Member of the National Assembly of Quebec for Jacques-Cartier
- Incumbent
- Assumed office October 1, 2018
- Preceded by: Geoffrey Kelley

Personal details
- Born: Gregory Kelley 1985 (age 40–41) Montreal
- Party: Quebec Liberal Party
- Spouse: Marwah Rizqy ​(m. 2021)​
- Profession: politician

= Greg Kelley (politician) =

Canadian politician

Gregory Kelley is a Canadian politician who was elected to the National Assembly of Quebec in the 2018 provincial election. He represents the electoral district of Jacques-Cartier as a member of the Quebec Liberal Party.

He is the son of Geoffrey Kelley, his predecessor as MNA for the district.

As of September 7, 2024, he serves as the critic for Energy, Natural Resources, Relations with English-speaking Quebecers, and Côte-Nord.

==Personal life==
Born in Montreal in 1985, Kelly was educated at Beaconsfield High School (Quebec), John Abbott College, McGill University (BA in 2009) and Queen's University (MPA in 2010.)

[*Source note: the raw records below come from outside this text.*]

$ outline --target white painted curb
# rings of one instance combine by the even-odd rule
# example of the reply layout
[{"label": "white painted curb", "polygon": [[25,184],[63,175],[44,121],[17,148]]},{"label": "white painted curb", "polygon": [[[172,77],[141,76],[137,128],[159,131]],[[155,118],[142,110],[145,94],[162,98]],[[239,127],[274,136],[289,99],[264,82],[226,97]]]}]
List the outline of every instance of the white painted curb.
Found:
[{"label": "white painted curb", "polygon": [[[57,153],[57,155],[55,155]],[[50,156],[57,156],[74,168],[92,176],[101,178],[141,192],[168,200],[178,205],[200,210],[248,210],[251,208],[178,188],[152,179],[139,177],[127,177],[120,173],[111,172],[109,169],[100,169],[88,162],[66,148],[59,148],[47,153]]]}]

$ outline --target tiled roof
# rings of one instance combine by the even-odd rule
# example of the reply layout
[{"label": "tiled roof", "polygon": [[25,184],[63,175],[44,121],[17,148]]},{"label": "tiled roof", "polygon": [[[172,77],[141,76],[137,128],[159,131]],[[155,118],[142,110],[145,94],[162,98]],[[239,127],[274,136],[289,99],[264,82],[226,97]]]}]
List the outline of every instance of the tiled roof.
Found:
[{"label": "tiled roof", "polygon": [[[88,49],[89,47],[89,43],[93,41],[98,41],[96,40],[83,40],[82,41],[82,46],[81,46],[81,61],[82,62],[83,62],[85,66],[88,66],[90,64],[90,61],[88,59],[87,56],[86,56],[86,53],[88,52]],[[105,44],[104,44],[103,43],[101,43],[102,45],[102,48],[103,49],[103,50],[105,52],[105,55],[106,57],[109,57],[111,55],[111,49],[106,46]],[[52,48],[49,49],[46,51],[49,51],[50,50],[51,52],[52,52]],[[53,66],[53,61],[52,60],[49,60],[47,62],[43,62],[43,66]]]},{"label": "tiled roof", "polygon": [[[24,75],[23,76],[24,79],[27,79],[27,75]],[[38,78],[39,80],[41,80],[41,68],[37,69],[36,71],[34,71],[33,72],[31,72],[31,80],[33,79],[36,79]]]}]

In June 2021, Kelley announced his upcoming wedding to fellow Assembly member Marwah Rizqy; this is the first marriage between two sitting members of the Assembly. Their first child, Gabriel, was born on October 6, 2022.

==Electoral record==

v; t; e; 2022 Quebec general election: Jacques-Cartier
| Party | Candidate | Votes | % | ±% |
|  | Liberal | Greg Kelley | 18,158 | 62.57 | -9.24 |
|  | Conservative | Louis-Charles Fortier | 3,260 | 11.23 | +8.64 |
|  | Coalition Avenir Québec | Rébecca Guénard-Chouinard | 2,735 | 9.42 | +0.10 |
|  | Canadian | Arthur Fischer | 1,462 | 5.04 | – |
|  | Québec solidaire | Marie-Ève Mathieu | 1,456 | 5.02 | +0.63 |
|  | Green | Virginie Beaudet | 1,074 | 3.70 | -3.03 |
|  | Parti Québécois | Chantal Beauregard | 877 | 3.02 | +0.25 |
| Total valid votes |  |  | 29,022 | 99.35 | – |
| Total rejected ballots |  |  | 190 | 0.65 | – |
| Turnout |  |  | 29,212 | 63.17 | -1.94 |
| Electors on the lists |  |  | 46,245 | – | – |

v; t; e; 2018 Quebec general election: Jacques-Cartier
| Party | Candidate | Votes | % | ±% |
|  | Liberal | Gregory Kelley | 21,133 | 71.81 | -13.61 |
|  | Coalition Avenir Québec | Karen Hilchey | 2,744 | 9.32 | +3.42 |
|  | Green | Catherine Polson | 1,981 | 6.73 | +4.08 |
|  | Québec solidaire | Nicolas Chatel-Launay | 1,291 | 4.39 | +2.02 |
|  | Parti Québécois | Martine Bourgeois | 815 | 2.77 | -0.22 |
|  | Conservative | Louis-Charles Fortier | 762 | 2.59 | +1.95 |
|  | New Democratic | France Séguin | 555 | 1.89 |  |
|  | Independent | Teodor Daiev | 78 | 0.27 |  |
|  | Citoyens au pouvoir | Cynthia Bouchard | 72 | 0.24 |  |
| Total valid votes |  |  | 29,431 | 99.37 |
| Total rejected ballots |  |  | 186 | 0.63 |
| Turnout |  |  | 29,617 | 65.11 |
| Eligible voters |  |  | 45,490 |
|  | Liberal hold |  | Swing |  | -8.52 |
Source(s) "Rapport des résultats officiels du scrutin". Élections Québec.